Uluslararası Para Fonu (IMF), Türkiye ile 27 Eylül'de gerçekleştirilen 4. madde konsültasyonunun ardından önemli değerlendirmelerde bulundu. Kuruluş, Türkiye'nin ekonomik politikalarında geçen yıl boyunca yaşanan kararlı değişikliklerin, genel politika duruşunu sıkılaştırdığını vurguladı.
TÜRKİYE'NİN EKONOMİ POLİTİKALARINDA KARARLI DEĞİŞİM
Açıklamada, vergi ve harcama önlemlerinin mali ihtiyatı yeniden sağlama çabalarına destek olduğu belirtilerek, daha güçlü gelir politikalarına olan bağlılığın ülkenin ekonomik kredibilitesini artırdığı ifade edildi.

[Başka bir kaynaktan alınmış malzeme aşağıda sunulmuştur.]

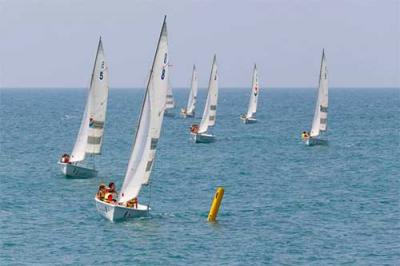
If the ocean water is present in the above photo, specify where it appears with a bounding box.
[0,89,400,265]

IMF, Türkiye'nin kademeli politika ayarlamalarının ekonomik dengesizlikleri azalttığını ve güveni yeniden canlandırdığını kaydetti.
SIKILAŞAN FİNANSAL KOŞULLARIN ENFLASYONA ETKİSİ
Sıkılaşan finansal koşulların iç talep üzerinde baskı oluşturduğuna dikkat çekilirken, manşet enflasyonun da bu süreçte düştüğü ifade edildi.

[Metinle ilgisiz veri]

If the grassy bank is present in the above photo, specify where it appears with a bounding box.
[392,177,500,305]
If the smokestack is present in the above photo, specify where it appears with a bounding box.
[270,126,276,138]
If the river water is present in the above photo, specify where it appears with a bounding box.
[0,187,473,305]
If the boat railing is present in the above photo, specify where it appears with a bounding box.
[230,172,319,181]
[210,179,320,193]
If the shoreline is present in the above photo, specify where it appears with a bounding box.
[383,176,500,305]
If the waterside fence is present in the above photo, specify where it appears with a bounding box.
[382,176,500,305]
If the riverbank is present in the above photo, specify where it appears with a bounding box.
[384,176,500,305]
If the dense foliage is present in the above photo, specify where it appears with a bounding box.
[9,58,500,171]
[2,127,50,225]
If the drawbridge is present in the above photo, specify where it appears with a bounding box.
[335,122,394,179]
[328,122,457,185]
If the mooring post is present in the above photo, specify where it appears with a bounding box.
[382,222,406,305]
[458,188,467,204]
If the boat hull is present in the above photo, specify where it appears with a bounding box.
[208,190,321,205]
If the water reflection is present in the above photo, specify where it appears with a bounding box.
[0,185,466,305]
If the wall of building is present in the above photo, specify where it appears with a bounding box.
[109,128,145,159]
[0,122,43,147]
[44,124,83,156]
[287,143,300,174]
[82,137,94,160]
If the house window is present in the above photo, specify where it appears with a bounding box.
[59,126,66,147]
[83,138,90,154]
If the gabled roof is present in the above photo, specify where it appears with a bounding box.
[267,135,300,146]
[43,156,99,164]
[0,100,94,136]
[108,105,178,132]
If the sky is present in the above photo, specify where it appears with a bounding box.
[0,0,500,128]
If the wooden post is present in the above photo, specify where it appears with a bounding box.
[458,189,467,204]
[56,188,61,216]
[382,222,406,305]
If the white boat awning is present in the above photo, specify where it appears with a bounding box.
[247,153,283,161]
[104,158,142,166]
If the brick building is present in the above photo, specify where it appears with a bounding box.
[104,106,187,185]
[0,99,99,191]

Piyasa duyarlılığının, yerli ve yabancı yatırımcıların Türk Lirası (TL) cinsinden varlıklara yönelmesiyle önemli ölçüde iyileştiği bildirildi.

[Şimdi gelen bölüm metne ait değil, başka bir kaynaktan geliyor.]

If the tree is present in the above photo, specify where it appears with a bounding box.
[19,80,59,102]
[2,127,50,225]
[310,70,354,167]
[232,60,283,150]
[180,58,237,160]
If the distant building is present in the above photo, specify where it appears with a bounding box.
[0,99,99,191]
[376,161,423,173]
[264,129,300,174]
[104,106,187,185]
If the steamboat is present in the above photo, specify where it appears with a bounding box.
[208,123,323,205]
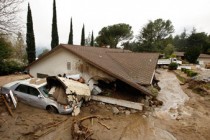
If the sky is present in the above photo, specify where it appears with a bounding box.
[21,0,210,49]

Düşük emtia fiyatları, canlı ihracat ve azalan altın ithalatının, hem brüt hem de net rezerv pozisyonunda büyük bir iyileşmeyi destekleyerek cari açığı güçlendirdiği vurgulandı.
ENFLASYONLA MÜCADELEDE AŞAĞI YÖNLÜ RİSKLER
IMF, enflasyonla mücadelede önemli aşağı yönlü risklerin bulunduğunu belirtti.
Bu riskler arasında beklenenden daha güçlü ücret ve fiyat ataleti, sermaye akışlarının tersine dönmesi, yükselen küresel enerji fiyatları ve tırmanan jeopolitik gerilimler yer aldı.
Açıklamada, enflasyonla mücadeleyi desteklemek için mali konsolidasyon önerisi de yapıldı.
SIKI PARA POLİTİKASININ GEREKLİLİĞİ
Türk yetkililerin, makroekonomik dengesizlikleri ve riskleri azaltmaya yönelik kararlı politika sıkılaştırması için takdir edildiği belirtildi. IMF, enflasyon beklentilerin sabitlenmesi ve makroekonomik istikrarın sağlanması için koordineli mali, parasal ve gelir politikalarının uygulanması gerektiğini vurguladı.
Ayrıca, Türkiye Cumhuriyet Merkez Bankası'nın enflasyonu düşürmek için daha fazla sıkılaştırmaya hazır olması gerektiği ifade edildi.
ENFLASYONUN 2025'TE YÜZDE 24'E DÜŞECEĞİ TAHMİN EDİLİYOR
IMF'nin ekonomik tahminlerine göre, Türkiye ekonomisinin 2024'te yüzde 3, 2025'te yüzde 2,7, 2026'da yüzde 3,2 ve 2029'a kadar kademeli olarak büyümesi bekleniyor.
Yıl sonu enflasyon beklentisi ise bu yıl için yüzde 43, 2025'te yüzde 24, 2026'da yüzde 17,2, 2027'de yüzde 15,3 ve 2028-2029 yıllarında yüzde 15 olarak öngörülüyor.
Ayrıca, cari açığın gayrisafi yurt içi hasılaya oranının bu yıl yüzde 2,2 olacağı, 2029'da ise yüzde 1,9'a gerileyeceği tahmin ediliyor.
IMF, Türkiye'nin daha kapsayıcı, daha yeşil ve sürdürülebilir bir büyüme için yapısal reformları ilerletmesi gerektiğine de dikkat çekti.